Showing: All Recipes

  • Kale Sauté


    • 1 tsp mild flavored olive oil
    • 1 small onion, cut in half and sliced
    • 1 clove garlic, crushed (or 1/2 tsp. bottled garlic puree)
    • 1 bunch kale
    • 1 small tomato


    In skillet (preferably cast iron), place oil, onion, garlic, and 1/4 c. water. Cover and cook over medium heat until onions are transparent. Meanwhile, wash kale and separate from ribs. Chop the kale leaves and add to the skillet. Saute 5 minutes or until kale wilts and turns deep green. Meanwhile, dice the tomato (you can seed it if you like, or add it seeds and all). Add to kale and cook until tomato begins to release its juice and the dish is hot.

    Serve over brown rice.

    Serves: 3

    Preparation time: 15 minutes

  • Kiddie Casserole


    Slice the potatoes (skins on if you prefer) thinly and boil until almost done. Drain and set aside.

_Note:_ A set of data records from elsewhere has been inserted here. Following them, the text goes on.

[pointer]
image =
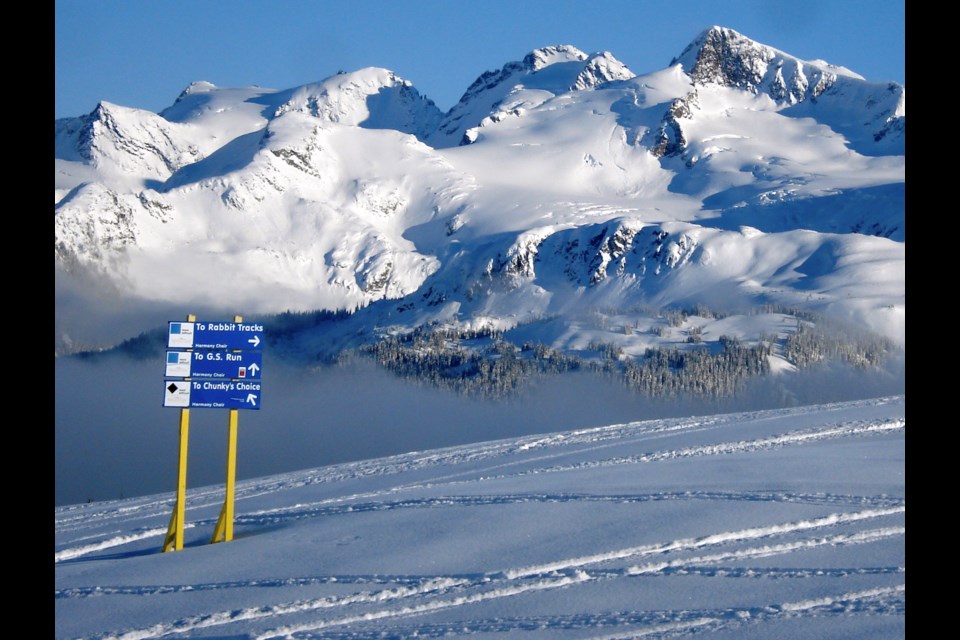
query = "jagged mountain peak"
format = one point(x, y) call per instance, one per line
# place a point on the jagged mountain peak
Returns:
point(722, 56)
point(372, 97)
point(519, 85)
point(586, 185)
point(545, 56)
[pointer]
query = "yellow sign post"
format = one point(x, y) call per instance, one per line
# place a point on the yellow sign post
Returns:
point(215, 365)
point(174, 537)
point(223, 532)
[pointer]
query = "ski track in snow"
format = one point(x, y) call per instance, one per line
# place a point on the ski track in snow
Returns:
point(555, 445)
point(436, 593)
point(399, 605)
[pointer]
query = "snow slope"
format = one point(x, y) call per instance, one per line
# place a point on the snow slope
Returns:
point(767, 524)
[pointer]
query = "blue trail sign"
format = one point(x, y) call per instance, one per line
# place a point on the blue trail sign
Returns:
point(212, 394)
point(214, 364)
point(215, 335)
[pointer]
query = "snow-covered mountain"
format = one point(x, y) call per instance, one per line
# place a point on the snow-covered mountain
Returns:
point(559, 189)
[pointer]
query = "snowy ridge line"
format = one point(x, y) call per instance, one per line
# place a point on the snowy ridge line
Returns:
point(518, 581)
point(860, 537)
point(411, 580)
point(799, 437)
point(226, 617)
point(424, 608)
point(301, 511)
point(161, 504)
point(373, 579)
point(883, 601)
point(67, 554)
point(710, 540)
point(793, 438)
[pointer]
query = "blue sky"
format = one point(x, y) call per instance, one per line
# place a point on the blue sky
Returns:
point(143, 53)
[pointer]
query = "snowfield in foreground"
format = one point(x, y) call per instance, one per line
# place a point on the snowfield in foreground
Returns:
point(786, 523)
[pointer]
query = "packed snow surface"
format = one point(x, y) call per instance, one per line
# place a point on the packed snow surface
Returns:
point(784, 523)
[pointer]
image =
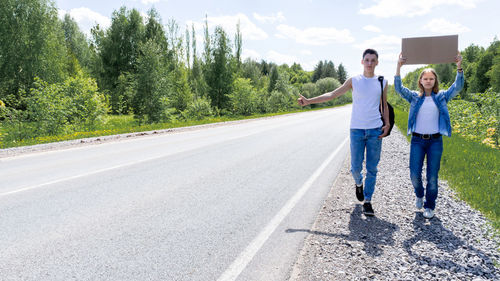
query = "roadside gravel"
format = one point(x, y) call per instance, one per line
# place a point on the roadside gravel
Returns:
point(398, 243)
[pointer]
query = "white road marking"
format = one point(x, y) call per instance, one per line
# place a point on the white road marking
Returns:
point(248, 254)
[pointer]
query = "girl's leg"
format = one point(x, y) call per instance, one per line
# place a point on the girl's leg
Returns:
point(434, 153)
point(417, 155)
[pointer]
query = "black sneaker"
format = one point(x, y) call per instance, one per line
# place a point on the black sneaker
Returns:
point(359, 193)
point(368, 210)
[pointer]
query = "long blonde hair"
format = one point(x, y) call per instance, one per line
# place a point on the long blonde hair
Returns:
point(435, 89)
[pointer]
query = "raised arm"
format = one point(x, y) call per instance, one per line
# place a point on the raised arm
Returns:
point(398, 84)
point(326, 96)
point(458, 85)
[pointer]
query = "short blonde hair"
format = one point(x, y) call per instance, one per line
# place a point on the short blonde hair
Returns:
point(435, 89)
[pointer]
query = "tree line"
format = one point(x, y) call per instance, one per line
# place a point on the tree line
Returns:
point(53, 79)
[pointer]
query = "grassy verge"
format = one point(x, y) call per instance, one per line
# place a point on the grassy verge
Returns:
point(471, 169)
point(124, 124)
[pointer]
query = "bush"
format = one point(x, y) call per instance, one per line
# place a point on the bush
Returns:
point(49, 108)
point(87, 106)
point(244, 98)
point(279, 101)
point(477, 120)
point(198, 109)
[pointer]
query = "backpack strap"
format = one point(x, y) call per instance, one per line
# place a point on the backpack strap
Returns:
point(381, 80)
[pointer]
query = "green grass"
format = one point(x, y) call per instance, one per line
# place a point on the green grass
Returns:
point(123, 124)
point(471, 169)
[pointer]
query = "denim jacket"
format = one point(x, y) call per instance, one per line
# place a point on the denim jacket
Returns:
point(440, 99)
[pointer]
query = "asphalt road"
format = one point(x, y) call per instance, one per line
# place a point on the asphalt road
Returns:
point(212, 203)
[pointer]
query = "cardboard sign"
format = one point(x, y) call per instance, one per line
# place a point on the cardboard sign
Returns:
point(427, 50)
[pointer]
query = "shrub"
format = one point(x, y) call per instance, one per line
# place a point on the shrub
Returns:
point(243, 99)
point(198, 109)
point(279, 101)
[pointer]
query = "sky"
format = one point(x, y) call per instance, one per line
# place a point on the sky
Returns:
point(307, 31)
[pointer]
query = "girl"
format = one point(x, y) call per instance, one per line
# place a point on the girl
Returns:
point(427, 122)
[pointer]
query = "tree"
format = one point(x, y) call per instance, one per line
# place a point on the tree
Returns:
point(119, 48)
point(329, 70)
point(244, 98)
point(494, 72)
point(237, 46)
point(219, 76)
point(32, 45)
point(151, 96)
point(273, 78)
point(318, 72)
point(77, 43)
point(154, 30)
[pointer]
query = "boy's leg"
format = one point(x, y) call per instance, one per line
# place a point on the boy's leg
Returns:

    Cook sausages according to specifications, and slice into chunks. Combine them with the baked beans in a casserole dish. Layer the potatoes on top, covering everything underneath. depending on your casserole dish, you may need more potato.

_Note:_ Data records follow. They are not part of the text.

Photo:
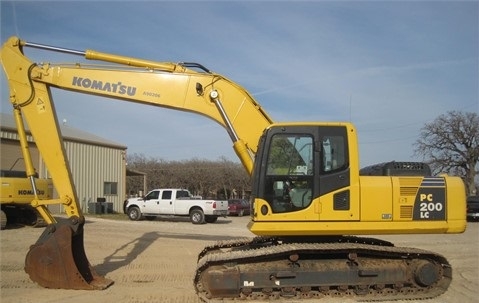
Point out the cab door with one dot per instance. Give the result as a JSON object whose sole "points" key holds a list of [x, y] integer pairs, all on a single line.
{"points": [[151, 203], [337, 197]]}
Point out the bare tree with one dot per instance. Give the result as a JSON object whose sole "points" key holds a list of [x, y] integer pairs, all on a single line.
{"points": [[451, 144], [220, 179]]}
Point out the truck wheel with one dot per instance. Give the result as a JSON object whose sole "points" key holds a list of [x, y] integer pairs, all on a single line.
{"points": [[197, 216], [3, 219], [134, 213], [211, 219]]}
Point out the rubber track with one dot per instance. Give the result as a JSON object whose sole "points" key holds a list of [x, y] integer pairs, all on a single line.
{"points": [[265, 249]]}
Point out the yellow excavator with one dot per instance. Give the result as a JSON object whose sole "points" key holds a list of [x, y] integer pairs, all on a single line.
{"points": [[312, 211]]}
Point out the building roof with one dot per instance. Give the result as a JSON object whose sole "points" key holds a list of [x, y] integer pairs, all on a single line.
{"points": [[71, 134]]}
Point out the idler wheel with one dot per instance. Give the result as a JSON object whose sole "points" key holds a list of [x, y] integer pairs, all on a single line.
{"points": [[426, 273]]}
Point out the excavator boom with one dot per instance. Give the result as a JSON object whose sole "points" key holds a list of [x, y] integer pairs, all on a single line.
{"points": [[186, 87]]}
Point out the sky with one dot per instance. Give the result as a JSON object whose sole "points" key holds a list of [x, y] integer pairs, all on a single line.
{"points": [[389, 67]]}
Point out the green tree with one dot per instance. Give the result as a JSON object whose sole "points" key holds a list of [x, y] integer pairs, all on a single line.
{"points": [[450, 144]]}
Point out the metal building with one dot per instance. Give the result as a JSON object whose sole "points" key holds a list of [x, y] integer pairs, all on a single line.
{"points": [[98, 165]]}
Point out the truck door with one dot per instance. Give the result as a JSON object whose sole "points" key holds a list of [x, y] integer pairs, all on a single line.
{"points": [[167, 203], [151, 203]]}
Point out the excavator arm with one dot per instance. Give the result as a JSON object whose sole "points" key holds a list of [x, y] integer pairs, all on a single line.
{"points": [[185, 86]]}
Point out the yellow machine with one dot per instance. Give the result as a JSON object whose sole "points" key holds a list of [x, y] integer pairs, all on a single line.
{"points": [[16, 195], [308, 198]]}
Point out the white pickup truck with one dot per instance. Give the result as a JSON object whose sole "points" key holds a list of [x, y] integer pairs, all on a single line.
{"points": [[175, 202]]}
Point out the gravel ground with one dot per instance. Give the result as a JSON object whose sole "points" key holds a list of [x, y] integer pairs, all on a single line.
{"points": [[154, 261]]}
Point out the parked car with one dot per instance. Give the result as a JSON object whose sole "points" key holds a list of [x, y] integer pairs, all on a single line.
{"points": [[473, 208], [238, 207]]}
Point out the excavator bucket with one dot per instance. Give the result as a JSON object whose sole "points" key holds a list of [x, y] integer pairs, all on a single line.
{"points": [[58, 259]]}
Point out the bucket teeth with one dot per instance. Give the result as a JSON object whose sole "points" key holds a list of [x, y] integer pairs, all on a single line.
{"points": [[58, 259]]}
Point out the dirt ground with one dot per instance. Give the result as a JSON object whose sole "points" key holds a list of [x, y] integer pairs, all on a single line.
{"points": [[154, 261]]}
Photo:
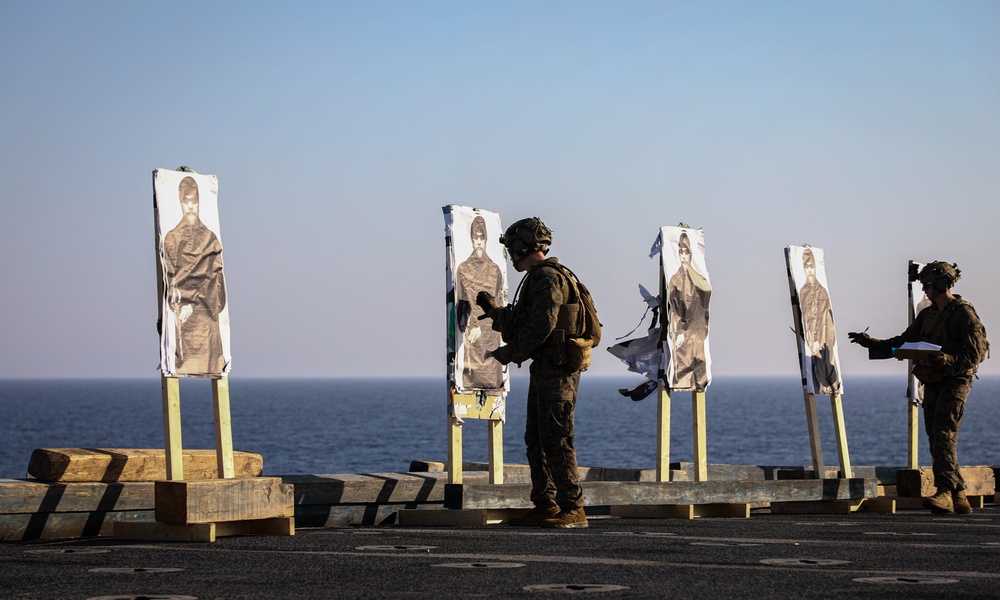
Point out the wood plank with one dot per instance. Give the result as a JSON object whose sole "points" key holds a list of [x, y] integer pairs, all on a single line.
{"points": [[663, 470], [812, 423], [46, 526], [882, 505], [819, 507], [26, 496], [130, 464], [214, 500], [700, 436], [455, 518], [173, 447], [979, 481], [679, 492], [840, 433], [681, 511], [496, 451], [275, 526], [165, 532], [348, 515], [223, 428], [521, 473]]}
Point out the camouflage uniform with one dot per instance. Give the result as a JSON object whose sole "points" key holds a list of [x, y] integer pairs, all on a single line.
{"points": [[532, 329], [959, 332]]}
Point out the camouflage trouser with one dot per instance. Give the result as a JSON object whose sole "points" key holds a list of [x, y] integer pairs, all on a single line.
{"points": [[548, 435], [944, 405]]}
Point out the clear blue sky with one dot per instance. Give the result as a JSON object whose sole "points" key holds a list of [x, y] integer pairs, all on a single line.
{"points": [[339, 129]]}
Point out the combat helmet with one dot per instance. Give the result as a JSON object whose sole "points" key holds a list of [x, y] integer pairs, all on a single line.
{"points": [[941, 274], [527, 236]]}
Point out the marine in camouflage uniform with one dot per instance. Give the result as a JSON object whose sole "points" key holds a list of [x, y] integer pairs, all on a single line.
{"points": [[533, 329], [952, 323]]}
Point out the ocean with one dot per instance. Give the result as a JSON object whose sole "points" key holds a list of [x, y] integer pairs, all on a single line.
{"points": [[323, 426]]}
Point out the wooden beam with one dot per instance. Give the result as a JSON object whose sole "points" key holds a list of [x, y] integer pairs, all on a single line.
{"points": [[700, 436], [812, 421], [663, 432], [681, 511], [840, 432], [678, 492], [172, 428], [213, 500], [131, 464], [979, 481], [445, 517], [223, 428], [496, 451], [913, 436], [454, 450]]}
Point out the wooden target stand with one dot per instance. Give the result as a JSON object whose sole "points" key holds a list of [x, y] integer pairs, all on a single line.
{"points": [[815, 444], [700, 441], [477, 406], [201, 510]]}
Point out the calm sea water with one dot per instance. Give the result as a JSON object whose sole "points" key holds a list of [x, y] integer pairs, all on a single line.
{"points": [[367, 425]]}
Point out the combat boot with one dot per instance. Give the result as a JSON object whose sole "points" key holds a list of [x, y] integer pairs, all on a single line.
{"points": [[568, 519], [534, 517], [961, 503], [940, 503]]}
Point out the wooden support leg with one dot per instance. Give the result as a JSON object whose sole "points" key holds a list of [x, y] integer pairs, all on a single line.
{"points": [[223, 428], [172, 428], [663, 437], [496, 451], [700, 442], [454, 451], [814, 442], [912, 460], [841, 432]]}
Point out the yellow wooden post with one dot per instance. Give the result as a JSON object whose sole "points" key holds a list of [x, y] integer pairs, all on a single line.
{"points": [[814, 442], [496, 451], [173, 448], [663, 437], [700, 436], [223, 428], [454, 450], [913, 460], [840, 431]]}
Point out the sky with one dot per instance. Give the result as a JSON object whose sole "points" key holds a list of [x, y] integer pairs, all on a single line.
{"points": [[338, 130]]}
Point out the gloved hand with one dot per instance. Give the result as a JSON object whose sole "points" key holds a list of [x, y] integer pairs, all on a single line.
{"points": [[862, 339], [501, 354], [485, 301]]}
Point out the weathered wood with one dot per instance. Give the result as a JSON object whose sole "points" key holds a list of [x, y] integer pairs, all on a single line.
{"points": [[882, 505], [519, 473], [681, 511], [840, 433], [348, 515], [979, 481], [223, 429], [130, 464], [819, 507], [165, 532], [812, 423], [214, 500], [25, 496], [445, 517], [46, 526], [379, 488], [700, 436], [679, 492], [173, 446], [496, 450], [663, 470]]}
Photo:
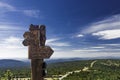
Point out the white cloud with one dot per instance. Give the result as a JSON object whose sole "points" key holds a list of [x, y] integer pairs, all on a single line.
{"points": [[98, 47], [85, 50], [109, 23], [52, 40], [108, 34], [55, 42], [5, 8], [32, 13], [80, 35], [12, 47]]}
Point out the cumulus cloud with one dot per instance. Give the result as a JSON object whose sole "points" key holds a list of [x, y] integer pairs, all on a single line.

    In a separate pan, heat the oil on medium heat, and fry the chopped onion until soft. Add 1/4 of the soymilk and once hot, whisk the flour in slowly. Then add the rest of the soymilk while stirring. Once gently bubbling, take the pan off the heat and add the remaining ingredients. Stir thoroughly, then pour the milky sauce over the potatoes and bake in a 220 degree centigrade (425 Fahrenheit) oven for 20-30 minutes, until brown and bubbly.

    Kids love this one, but I'll confess, I'm 22 and make this for myself all the time!

    Serves: 6 +

    Preparation time: 30 minutes

  • Lime Tofu with Quinoa and Collard Greens

    Thanks to our customer Cassondra Phillipsen for sharing this recipe with us!


    • 14 oz extra firm tofu
    • 3/4 cup quinoa
    • 1 tsp cinnamon
    • 1 tbsp lime juice
    • 1/4 tsp salt
    • 1 1/3 cups water
    Sweet Chili Lime Sauce:
    • 3 tbsp sugar
    • 3 tbsp soy sauce
    • 2 tbsp lime juice
    • 1/2 tsp red pepper flakes
    • 1 clove garlic (crushed)
    • 1/4 tsp salt
    • 1 tsp dried mint leaves
    Collard Greens:
    • 1 bunch collard greens (middle stem removed, washed)
    • 3 tbsp water
    • 1 pinch salt
    • 1 tsp lime juice


    Combine all quinoa ingredients in a pot with a tight fitting lid. Bring to a boil, then reduce heat and let it simmer for 20 minutes. Whisk all of the sauce ingredients together in a bowl and set aside. Drain tofu and cut into thin triangles.

    Cook tofu in a frying pan (with no oil needed) until golden brown on each side. Combine the tofu and the sauce together on medium heat and cook for about 3 minutes. Set aside.

    Cook the collard greens in a pot. Layer each plate with quinoa, collard greens, tofu, and drizzle some extra sauce over the top.

    Serve, and enjoy!

  • Quick and Easy Broccoli


    • 1 head broccoli, cut into pieces
    • 6 cloves garlic, minced
    • 1 tablespoon olive oil
    • 1 tablespoon coconut or sesame oil
    • 1 heaping teaspoon each: sage, cumin, hot pepper flakes
    • 1/4 tablespoon salt, or more, to taste
    • 1 package whole wheat pasta


    Toast garlic and spices in oils. When brown, add the broccoli and stir-fry until tender. Add cooked pasta.

    Serves: 4

    Preparation time: 10 minutes

  • Raw Oatmeal with Cranberries


    • oat sprouts
    • wheat sprouts
    • 1 banana
    • cranberries
    • apple juice (optional)


    Put about two tablespoons of cranberries in some apple juice (or water or orange juice) to soak.

    Take a handful of oat sprouts and a few handfuls of wheat sprouts (or depending on your taste), and mix them together in a bowl.

    Peel one banana and mash in the bowl with the sprouts. Mix until you have a crunchy sprout banana consistency. You may have to add more sprouts.

    Add cranberries (but not apple juice) and eat!